When they reached the Embassy at that hour they were told that Mr. Gregory had arrived. “Twenty minutes before his usual time,” remarked Chubb, “and there's no Sunday for me, either.” He escorted them along the passage and announced them.

“Ah! You've turned up at last. Everyone has been running round in circles wondering what had become of you. Have you had any luck?”

“We've made some slight progress, sir, but nothing to write home about. We looked in not so much to report progress as to ask you a question. Did you know that a deputy named Quesnay had challenged Mr. Everett to a duel?”

“Good Lord! Has that page of ancient history been turned up? Everett told me all about it. Quesnay is a poor fish without the guts to do anything drastic. If Everett had accepted the challenge, Quesnay would have insisted on the condition that at the first scratch that produced blood the doctors were to step out and stop the proceedings. That's what duelling has come to in France, but Everett didn't know that to laugh was the direst insult that could be given, and Quesnay has never forgotten it.”
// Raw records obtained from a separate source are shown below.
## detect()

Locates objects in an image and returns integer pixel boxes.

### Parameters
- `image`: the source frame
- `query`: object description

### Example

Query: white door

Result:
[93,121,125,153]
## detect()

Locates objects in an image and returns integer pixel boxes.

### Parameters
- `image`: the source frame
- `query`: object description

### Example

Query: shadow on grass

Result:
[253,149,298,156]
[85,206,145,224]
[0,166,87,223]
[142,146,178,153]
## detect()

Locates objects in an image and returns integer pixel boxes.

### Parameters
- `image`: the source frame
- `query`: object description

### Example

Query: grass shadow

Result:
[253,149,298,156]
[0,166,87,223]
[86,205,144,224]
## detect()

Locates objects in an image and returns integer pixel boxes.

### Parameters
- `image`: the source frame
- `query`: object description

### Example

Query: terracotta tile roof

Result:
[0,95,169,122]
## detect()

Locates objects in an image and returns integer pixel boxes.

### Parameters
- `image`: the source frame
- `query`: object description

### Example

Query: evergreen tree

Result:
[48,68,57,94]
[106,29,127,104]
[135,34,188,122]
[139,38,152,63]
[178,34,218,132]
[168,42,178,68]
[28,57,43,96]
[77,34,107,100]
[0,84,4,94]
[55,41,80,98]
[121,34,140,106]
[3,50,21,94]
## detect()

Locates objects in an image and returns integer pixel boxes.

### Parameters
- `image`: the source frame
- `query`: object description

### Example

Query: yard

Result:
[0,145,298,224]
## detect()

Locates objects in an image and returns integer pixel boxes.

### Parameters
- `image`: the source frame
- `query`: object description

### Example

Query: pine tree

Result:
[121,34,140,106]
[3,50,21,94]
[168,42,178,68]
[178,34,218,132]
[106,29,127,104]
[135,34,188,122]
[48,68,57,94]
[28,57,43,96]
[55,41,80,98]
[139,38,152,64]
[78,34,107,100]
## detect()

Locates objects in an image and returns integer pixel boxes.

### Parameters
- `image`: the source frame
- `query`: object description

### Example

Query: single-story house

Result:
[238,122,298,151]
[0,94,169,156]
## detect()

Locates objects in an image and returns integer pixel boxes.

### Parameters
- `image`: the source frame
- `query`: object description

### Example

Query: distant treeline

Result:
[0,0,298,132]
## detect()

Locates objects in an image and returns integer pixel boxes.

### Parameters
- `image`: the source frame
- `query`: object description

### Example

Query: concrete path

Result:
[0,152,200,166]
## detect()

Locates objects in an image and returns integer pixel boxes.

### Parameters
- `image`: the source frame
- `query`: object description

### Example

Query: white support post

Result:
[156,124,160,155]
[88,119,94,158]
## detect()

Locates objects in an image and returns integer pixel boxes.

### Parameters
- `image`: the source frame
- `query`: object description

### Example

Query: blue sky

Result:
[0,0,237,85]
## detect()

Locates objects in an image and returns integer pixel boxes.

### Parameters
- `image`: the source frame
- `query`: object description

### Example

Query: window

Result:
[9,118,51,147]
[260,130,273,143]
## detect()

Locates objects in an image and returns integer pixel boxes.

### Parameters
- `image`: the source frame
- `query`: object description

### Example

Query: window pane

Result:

The two detectives exchanged glances.

“Oh! If you think you're getting warmer I must undeceive you. Quesnay wouldn't hurt a fly if it would damage his political future. He's a Minister of some kind, and he hopes to get his fingers into the till. A little murder would dish him politically, whereas a duel where he ran into no personal danger would be a good advertisement.”

“But mightn't one of his seconds have—”

Gregory laughed. “If French duelling seconds knew that they might be let in for committing a murder, they would all with one accord beg leave to be excused from carrying the challenge. Besides, it would be most damaging to our good Quesnay to see one of his seconds in the dock. No, I'm afraid you must put that duel out of your heads. Have you anything else to report?”